We used the trained model to predict the image patches in the validation and test sets, and we computed the mean IoU, the F1-score, the balanced accuracy, and the confusion matrix to measure the prediction performance56,57. The convolutional neural network was built using the Tensorflow58 python library, while the metrics and confusion matrix were calculated with the Scikit-learn59 python library. In detail, the IoU, F1-score and accuracy are defined as follows:

$$ F1 = \frac{{2 \times {\text{Precision}} \times {\text{Recall}}}}{{{\text{Precision}} + {\text{Recall}}}} $$

where

$$ {\text{Precision}} = \frac{TP}{{TP + FP}} $$
$$ {\text{Recall}} = \frac{TP}{{TP + FN}} $$

where TP is True Positive, FP is False positive, and FN is False Negative

$$ {\text{IoU}} = \frac{TP}{{TP + FP + FN}} $$
$$ {\text{Accuracy}} = \frac{TP + TN}{{TP + TN + FP + FN}} $$

where TN is True Negatives.

All the metrics were weighted with respect to the number of true instances for each class to take into account the classes unbalancing.

To predict a whole image, a sliding-window approach is used. A kernel of patch-size slides through the image with a stride of 96 pixels, corresponding to one-fourth of the patch dimension.
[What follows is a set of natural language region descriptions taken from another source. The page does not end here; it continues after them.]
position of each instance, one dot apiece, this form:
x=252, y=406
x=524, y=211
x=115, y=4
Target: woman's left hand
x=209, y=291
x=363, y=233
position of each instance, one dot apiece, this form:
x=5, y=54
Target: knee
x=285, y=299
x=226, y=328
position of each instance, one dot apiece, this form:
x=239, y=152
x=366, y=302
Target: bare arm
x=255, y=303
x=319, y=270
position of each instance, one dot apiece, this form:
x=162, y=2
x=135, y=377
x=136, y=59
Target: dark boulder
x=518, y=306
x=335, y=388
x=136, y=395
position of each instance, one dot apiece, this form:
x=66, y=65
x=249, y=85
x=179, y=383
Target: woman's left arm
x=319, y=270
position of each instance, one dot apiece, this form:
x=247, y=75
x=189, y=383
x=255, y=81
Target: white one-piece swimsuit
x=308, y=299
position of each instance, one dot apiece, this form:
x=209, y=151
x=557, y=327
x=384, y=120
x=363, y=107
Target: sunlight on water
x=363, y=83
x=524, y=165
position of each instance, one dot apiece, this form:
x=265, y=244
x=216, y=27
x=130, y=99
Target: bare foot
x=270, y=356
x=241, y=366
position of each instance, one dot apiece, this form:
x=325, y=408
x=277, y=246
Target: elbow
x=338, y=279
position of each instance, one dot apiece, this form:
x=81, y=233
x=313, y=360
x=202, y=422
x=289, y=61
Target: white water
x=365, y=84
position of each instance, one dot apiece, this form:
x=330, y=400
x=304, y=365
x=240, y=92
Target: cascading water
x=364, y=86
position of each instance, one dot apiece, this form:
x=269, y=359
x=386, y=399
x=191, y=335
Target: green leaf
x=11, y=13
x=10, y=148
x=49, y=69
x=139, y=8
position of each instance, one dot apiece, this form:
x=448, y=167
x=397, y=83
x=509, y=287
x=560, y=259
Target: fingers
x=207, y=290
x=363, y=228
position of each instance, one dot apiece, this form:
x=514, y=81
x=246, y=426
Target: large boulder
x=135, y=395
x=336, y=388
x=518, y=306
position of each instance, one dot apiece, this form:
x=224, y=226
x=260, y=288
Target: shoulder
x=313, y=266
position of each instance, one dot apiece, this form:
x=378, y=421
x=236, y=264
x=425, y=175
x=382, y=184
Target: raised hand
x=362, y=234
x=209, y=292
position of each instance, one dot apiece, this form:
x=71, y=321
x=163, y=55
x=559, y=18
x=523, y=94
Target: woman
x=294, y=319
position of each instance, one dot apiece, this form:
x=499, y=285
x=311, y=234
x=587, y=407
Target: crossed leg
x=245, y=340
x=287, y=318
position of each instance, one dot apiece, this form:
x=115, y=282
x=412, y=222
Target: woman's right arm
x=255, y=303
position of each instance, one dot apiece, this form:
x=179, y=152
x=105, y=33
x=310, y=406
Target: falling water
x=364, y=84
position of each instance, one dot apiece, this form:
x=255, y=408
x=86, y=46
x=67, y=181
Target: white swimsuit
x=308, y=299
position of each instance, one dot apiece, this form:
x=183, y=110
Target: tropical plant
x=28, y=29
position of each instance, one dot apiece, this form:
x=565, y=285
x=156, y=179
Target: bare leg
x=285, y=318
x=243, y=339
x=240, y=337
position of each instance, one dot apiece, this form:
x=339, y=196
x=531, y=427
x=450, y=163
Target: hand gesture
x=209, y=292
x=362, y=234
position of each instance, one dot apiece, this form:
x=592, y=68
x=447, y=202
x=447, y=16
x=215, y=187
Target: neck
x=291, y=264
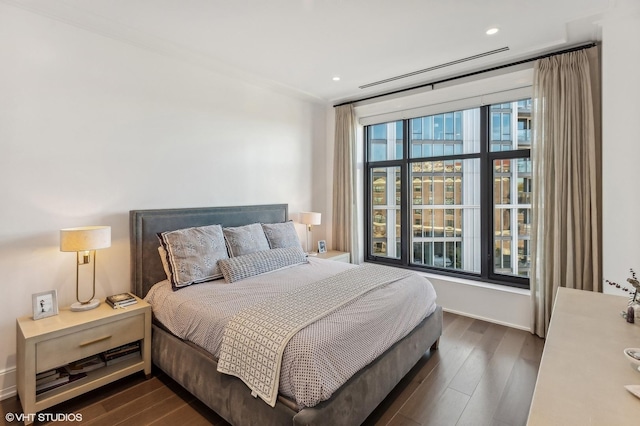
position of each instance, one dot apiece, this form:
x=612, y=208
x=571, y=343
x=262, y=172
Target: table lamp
x=85, y=241
x=310, y=219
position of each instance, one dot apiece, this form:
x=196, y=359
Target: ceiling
x=299, y=45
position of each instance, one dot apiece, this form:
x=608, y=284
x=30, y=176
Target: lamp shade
x=310, y=218
x=85, y=238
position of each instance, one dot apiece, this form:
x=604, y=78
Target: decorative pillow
x=281, y=235
x=241, y=267
x=193, y=254
x=246, y=239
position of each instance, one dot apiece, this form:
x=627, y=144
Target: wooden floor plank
x=486, y=397
x=514, y=406
x=474, y=367
x=482, y=373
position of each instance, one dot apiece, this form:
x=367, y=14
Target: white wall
x=621, y=211
x=621, y=144
x=91, y=128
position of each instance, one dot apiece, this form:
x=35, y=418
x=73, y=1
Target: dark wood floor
x=483, y=374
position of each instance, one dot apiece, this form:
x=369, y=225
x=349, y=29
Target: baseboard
x=491, y=320
x=8, y=386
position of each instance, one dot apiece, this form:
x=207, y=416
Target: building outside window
x=443, y=189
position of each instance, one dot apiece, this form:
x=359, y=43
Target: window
x=445, y=188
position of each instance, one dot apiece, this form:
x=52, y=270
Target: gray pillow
x=245, y=239
x=193, y=254
x=281, y=235
x=241, y=267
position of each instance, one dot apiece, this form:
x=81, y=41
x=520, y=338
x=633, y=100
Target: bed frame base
x=196, y=371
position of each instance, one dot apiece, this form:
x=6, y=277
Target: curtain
x=566, y=238
x=345, y=233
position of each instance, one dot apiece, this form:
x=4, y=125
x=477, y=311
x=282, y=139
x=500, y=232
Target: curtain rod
x=523, y=61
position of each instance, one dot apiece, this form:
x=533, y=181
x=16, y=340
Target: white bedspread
x=324, y=355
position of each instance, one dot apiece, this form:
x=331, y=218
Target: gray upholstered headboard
x=146, y=267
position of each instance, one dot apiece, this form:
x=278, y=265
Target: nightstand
x=56, y=341
x=338, y=256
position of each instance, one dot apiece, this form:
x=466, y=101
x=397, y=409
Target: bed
x=196, y=369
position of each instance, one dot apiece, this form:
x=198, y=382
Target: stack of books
x=121, y=300
x=121, y=353
x=85, y=365
x=52, y=379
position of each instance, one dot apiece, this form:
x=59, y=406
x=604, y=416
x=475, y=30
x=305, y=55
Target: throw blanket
x=254, y=339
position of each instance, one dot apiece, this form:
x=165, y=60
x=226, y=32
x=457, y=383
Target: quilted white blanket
x=322, y=356
x=255, y=339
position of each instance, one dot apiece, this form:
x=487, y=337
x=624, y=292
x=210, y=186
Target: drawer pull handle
x=91, y=342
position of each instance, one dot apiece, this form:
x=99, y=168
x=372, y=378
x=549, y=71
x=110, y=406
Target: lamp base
x=79, y=307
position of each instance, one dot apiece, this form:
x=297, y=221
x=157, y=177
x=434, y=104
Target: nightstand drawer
x=72, y=347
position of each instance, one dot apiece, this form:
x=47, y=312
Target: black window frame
x=487, y=158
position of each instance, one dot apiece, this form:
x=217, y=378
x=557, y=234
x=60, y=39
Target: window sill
x=474, y=283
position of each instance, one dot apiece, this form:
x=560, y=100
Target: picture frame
x=45, y=304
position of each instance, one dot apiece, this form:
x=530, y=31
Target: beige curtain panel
x=345, y=235
x=566, y=241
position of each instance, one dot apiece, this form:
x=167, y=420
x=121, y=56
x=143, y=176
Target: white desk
x=583, y=370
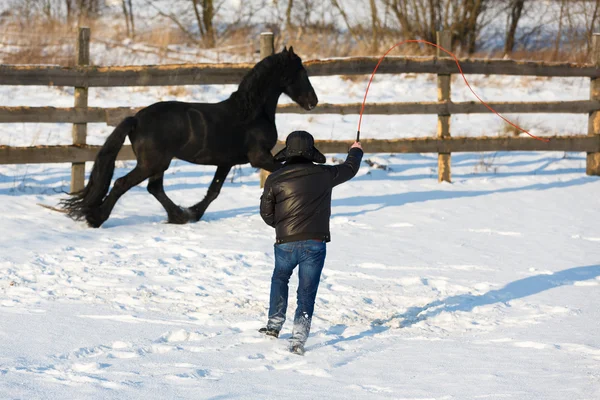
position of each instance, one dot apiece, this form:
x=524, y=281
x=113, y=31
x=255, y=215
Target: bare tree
x=515, y=10
x=375, y=26
x=420, y=19
x=205, y=14
x=128, y=13
x=288, y=14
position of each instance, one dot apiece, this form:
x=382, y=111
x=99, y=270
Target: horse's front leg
x=197, y=211
x=261, y=158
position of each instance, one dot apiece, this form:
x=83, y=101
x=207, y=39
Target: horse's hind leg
x=197, y=211
x=122, y=185
x=175, y=214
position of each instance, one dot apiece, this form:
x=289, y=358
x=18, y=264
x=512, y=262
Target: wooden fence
x=84, y=76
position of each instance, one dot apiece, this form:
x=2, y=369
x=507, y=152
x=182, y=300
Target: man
x=297, y=202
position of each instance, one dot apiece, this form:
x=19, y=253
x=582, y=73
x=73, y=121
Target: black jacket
x=297, y=198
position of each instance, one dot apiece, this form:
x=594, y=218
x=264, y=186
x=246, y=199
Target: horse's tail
x=90, y=197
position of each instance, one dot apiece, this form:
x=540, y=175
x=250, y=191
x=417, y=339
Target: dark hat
x=300, y=144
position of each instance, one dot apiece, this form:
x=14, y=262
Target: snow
x=486, y=288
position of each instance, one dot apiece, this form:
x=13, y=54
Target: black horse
x=238, y=130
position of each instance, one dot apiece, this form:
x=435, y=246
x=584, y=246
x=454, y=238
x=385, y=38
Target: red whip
x=461, y=72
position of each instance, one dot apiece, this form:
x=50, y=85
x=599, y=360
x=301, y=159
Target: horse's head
x=295, y=81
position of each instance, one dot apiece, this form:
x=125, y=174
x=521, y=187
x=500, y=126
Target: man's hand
x=357, y=145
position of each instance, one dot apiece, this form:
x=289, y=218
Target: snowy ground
x=486, y=288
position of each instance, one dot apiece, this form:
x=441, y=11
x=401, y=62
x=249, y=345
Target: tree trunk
x=516, y=9
x=374, y=26
x=131, y=19
x=208, y=14
x=126, y=14
x=560, y=28
x=288, y=15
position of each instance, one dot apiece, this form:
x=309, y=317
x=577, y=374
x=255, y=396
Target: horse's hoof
x=195, y=215
x=180, y=218
x=94, y=219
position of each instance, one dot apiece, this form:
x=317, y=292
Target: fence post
x=267, y=48
x=81, y=97
x=592, y=165
x=444, y=39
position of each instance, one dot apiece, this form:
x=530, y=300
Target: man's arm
x=347, y=170
x=267, y=205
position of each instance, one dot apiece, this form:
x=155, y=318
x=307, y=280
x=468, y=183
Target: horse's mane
x=257, y=83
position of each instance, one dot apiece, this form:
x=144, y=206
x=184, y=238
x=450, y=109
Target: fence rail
x=83, y=153
x=84, y=76
x=217, y=74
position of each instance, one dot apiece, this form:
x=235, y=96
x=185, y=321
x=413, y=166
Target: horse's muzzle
x=311, y=102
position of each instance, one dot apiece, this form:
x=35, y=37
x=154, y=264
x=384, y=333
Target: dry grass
x=53, y=42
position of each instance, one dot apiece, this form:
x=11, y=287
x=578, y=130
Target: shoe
x=269, y=332
x=297, y=349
The image portion identified by the kernel is given to the model to produce the prediction; then, the predicted regions are re-arranged to form the complete predicted image. With a stride smaller than the kernel dimension, the resulting predictions will overlap, with an overlapping portion depending on the stride size. The overlapping predictions are then averaged to produce the final predicted image, achieving a smoother result.

We produced visual maps for a thorough estimation of model errors and prediction confidence; we define as model prediction confidence the probability associated with the predicted class. The model confidence cannot be directly related to a measure of prediction uncertainty, since it could predict the wrong class, while being highly confident of its prediction. The error between the prediction and the ground truth is calculated as the normalized categorical cross-entropy, defined, for a single data point, as:

$$ H\left( {y,\hat{y}} \right) = - \mathop \sum \limits_{i = 1}^{C} y_{i} \log \left( {\hat{y}_{i} } \right) $$

where \(\mathrm{C}\) is the number of classes, \(y\) is the true probability distribution, and \(\widehat{y}\) is the predicted probability distribution from the model.